Lockheed Martin is to double the size of its US101 test fleet in an effort to support the US Navy's aggressive fielding schedule for the USA's next presidential helicopter.

The pace of the four-year development programme is also forcing the Lockheed/AgustaWestland/Bell Helicopter team to produce the first seven VXX aircraft using the existing EH101 production line in Yeovil, UK. The remaining 19 aircraft will be transferred to a final assembly site now under construction in Amarillo, Texas.

Programme officials, however, note that there is no change to a commitment to split the $6.2 billion contract between three national industries – two-thirds to the USA and a third to be divided between Italy and the UK. Delivering the first seven aircraft from Yeovil will provide "best value to the programme and meet the schedule and risk associated with it", says Col Frank Mazur, programme manager for the VXX.

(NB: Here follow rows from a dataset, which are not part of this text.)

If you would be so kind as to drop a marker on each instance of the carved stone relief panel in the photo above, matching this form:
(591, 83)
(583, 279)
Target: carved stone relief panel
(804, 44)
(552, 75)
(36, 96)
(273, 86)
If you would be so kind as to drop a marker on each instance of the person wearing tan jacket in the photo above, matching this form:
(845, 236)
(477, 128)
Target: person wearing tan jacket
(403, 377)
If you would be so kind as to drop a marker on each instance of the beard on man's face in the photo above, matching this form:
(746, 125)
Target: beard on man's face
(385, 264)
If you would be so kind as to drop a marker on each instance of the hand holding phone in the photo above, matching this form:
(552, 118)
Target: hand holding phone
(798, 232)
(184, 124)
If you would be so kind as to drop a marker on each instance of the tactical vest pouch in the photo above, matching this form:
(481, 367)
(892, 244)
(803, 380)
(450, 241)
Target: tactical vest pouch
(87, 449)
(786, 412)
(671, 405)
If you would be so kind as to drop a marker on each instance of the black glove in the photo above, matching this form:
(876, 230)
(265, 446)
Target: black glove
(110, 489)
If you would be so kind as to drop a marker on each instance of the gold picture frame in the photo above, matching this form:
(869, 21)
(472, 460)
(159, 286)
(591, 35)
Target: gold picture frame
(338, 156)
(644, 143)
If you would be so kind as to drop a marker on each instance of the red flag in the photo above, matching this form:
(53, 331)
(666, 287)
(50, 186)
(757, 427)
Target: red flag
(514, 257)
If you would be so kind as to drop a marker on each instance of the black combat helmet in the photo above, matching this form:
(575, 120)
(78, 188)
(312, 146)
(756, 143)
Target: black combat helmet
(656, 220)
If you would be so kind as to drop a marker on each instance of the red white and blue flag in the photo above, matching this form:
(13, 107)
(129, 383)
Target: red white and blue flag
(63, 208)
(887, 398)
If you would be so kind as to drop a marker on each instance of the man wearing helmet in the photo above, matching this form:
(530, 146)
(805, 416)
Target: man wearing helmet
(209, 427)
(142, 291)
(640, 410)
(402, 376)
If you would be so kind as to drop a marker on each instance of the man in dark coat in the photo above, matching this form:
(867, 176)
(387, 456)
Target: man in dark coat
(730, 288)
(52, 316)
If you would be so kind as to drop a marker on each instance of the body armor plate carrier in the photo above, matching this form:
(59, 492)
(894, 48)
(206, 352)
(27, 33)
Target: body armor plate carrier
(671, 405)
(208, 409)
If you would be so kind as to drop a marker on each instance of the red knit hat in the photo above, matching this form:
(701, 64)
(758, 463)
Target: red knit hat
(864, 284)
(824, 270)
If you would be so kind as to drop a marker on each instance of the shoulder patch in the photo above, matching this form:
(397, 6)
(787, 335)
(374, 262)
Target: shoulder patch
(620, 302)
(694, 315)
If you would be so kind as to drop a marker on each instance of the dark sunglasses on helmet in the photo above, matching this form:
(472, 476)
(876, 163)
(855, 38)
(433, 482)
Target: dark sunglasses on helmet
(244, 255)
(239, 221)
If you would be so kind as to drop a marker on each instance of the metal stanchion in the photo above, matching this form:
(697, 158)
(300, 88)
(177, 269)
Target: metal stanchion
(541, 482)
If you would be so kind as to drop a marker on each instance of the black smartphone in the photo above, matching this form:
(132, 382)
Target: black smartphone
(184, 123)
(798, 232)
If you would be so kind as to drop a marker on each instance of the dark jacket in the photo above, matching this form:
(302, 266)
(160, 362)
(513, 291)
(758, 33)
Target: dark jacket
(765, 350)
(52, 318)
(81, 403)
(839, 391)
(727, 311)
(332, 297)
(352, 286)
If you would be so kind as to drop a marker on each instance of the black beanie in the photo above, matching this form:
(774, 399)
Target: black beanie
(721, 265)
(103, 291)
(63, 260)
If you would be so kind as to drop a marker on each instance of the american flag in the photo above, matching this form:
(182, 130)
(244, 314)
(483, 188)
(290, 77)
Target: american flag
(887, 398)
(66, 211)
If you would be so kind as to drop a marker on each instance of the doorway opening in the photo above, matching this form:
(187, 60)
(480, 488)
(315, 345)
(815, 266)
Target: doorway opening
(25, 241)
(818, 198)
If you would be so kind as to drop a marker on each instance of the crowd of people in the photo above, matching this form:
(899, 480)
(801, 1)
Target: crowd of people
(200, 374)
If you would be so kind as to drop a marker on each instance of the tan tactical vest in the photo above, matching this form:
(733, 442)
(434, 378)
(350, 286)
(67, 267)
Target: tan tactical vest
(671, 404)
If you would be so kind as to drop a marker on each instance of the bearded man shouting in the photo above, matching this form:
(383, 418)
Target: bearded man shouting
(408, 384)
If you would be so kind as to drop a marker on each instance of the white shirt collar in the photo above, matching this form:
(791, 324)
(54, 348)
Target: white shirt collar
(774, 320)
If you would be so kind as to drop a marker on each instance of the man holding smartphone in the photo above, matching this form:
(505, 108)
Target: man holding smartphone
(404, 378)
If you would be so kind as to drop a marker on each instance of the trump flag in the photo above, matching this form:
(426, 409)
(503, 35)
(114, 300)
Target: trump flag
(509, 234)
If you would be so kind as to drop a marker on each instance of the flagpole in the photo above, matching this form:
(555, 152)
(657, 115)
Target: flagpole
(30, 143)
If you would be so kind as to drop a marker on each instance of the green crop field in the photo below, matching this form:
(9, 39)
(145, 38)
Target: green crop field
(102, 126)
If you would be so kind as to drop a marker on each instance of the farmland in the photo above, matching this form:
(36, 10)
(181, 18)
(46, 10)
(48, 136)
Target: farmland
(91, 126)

Both steps also point to a possibly under-appreciated advantage that the Lockheed proposal offered against the Sikorsky VH-92 bid in a fierce competition decided on 28 January. In a fast-paced development programme, Lockheed's team appears to have adopted a highly flexible strategy for reducing schedule risk.

The USN plans to field the first VXX aircraft in fiscal year 2009, and the development programme must by this time fully test the aircraft's new 2,500shp (1,860kW) General Electric CT7-8C engines and install a sophisticated mission system package. After the first five production aircraft are fielded, the navy plans to upgrade the engine to the 3,000shp CT7-8E standard and introduce further mission system enhancements.

The USN's contracting strategy called for these challenges to be addressed using a fleet of three test aircraft to be introduced after FY07, but Lockheed is adding three more aircraft, including one delivered last year and another two to arrive later this year. The extra aircraft are being loaned to the navy, but should still be available for use after its purchased test assets are delivered.

The issue of using a foreign assembly site for the first seven purchased aircraft is likely to stir renewed criticism from Sikorsky's political supporters, although Lockheed last year stated 90% of the US101 programme's lifecycle production and maintenance costs will be placed with US industry.